La fortuna me lleva de vuelta a Nueva York, ciudad de ciudades, capital del mundo. Desde que se convirtiera en el puerto principal de Norteamérica, en el siglo XVIII, la ciudad fue levantada por múltiples nacionalidades, etnias y credos, y su prosperidad se multiplicó sin límites. Hace solo 50 años, Manhattan estaba todavía rodeada de muelles que atendían cargueros y trasatlánticos. Es, antes que nada, una ciudad de mercaderes y, como tal, una ciudad de sueños y ambiciones. Su atmósfera rutilante tiene que ver con su inconmensurable riqueza, la magnitud de sus transacciones, su infinito comercio; también la energía que se manifiesta en el humor punzante y el tranco apurado de sus habitantes.
Hacia 1870, Nueva York (Manhattan) era la ciudad más grande del mundo, y su vecina Brooklyn la tercera más grande. La construcción del fabuloso puente colgante de Brooklyn (con la mayor luz jamás lograda hasta entonces) combinó ambas ciudades en una metrópolis moderna.
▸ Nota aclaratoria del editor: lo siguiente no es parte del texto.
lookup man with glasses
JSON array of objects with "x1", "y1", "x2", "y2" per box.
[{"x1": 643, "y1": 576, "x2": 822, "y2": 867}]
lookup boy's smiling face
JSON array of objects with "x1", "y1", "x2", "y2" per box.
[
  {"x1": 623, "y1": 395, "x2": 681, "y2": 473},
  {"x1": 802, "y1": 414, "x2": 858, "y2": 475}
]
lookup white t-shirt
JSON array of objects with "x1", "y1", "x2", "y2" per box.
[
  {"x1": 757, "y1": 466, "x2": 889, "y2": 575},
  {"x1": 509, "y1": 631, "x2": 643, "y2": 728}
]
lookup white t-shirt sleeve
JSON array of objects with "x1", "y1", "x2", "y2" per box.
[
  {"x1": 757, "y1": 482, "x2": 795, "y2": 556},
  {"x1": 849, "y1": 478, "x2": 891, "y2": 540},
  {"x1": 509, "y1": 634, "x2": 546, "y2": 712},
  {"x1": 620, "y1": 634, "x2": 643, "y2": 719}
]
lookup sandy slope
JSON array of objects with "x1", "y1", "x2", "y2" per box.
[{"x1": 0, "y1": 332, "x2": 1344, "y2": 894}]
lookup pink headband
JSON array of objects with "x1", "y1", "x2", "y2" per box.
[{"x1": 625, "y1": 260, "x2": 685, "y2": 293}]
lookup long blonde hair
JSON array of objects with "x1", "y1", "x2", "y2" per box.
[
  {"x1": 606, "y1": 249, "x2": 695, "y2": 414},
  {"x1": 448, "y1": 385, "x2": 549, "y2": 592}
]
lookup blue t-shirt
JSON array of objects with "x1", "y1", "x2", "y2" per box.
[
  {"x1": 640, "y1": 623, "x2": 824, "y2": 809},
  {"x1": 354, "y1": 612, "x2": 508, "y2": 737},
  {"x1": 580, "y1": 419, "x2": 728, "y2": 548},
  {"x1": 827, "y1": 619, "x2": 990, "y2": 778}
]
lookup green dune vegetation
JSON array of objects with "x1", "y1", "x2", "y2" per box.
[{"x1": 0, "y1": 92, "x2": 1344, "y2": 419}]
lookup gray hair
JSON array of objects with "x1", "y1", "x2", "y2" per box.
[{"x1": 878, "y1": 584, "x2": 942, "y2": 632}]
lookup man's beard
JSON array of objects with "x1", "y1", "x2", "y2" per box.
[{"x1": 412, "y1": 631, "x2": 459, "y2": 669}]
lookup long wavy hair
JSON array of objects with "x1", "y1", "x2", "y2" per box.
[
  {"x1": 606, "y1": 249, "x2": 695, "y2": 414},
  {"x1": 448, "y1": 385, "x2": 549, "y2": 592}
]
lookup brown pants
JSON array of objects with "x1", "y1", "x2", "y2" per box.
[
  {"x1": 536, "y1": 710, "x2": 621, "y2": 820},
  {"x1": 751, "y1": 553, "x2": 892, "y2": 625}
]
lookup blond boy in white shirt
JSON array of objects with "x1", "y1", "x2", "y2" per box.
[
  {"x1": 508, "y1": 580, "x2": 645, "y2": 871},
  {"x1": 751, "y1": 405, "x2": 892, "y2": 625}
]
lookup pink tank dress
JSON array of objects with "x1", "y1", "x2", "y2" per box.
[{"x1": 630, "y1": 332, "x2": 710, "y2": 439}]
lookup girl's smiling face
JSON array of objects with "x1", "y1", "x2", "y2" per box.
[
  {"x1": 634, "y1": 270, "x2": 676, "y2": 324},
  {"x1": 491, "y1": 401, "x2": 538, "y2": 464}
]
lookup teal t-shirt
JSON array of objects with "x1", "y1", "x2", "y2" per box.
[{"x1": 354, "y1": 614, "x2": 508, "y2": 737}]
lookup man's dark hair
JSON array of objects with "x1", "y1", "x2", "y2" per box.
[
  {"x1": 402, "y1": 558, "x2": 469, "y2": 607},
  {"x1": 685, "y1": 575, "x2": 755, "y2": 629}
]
Por esa misma época, Nueva York construía su primera red de ferrocarril elevado sobre estructuras de fierro fundido y, tras la fatal nevisca de 1888 que paralizó la ciudad por semanas, decidió, junto con enterrar todo el cableado aéreo, comenzar la ciclópea tarea de construir un ferrocarril subterráneo. Este sistema fue inaugurado en 1904 y hoy es el más complejo y extenso del mundo, con 472 estaciones, 25 servicios o rutas que ocupan 36 líneas de ferrocarril, tanto elevadas como subterráneas, incluyendo transbordadores entre estaciones importantes y conexión a los aeropuertos. El sistema fue diseñado desde sus inicios con servicios expresos que corren paralelos a los servicios locales, una maravilla que permite cruzar rápidamente las enormes distancias. El sistema funciona día y noche, sin interrupciones, todo el año, y traslada a casi 6 millones de pasajeros cada día.
Este inconmensurable, abigarrado y antiguo mundo subterráneo es el sistema vascular de la ciudad y uno de sus mayores orgullos. Es ahí donde se manifiesta la diversidad cultural, el ánimo ciudadano, la urbanidad del habitante. Lo que realmente sorprende al santiaguino es cómo tales multitudes apretujadas en la penumbra del andén neoyorquino son capaces de convivir tan respetuosamente. Mucho de ese respeto proviene del ejemplo del propio servicio: jamás hay estridencias ni publicidad avasalladora, los anuncios por parlantes son discretos, las alarmas de cierrapuertas son un suave sonido, suficiente para personas inteligentes. Las antiguas estaciones, con sus característicos revestimientos de azulejos y mosaicos, son restauradas permanentemente. Y hay espacio para bicicletas.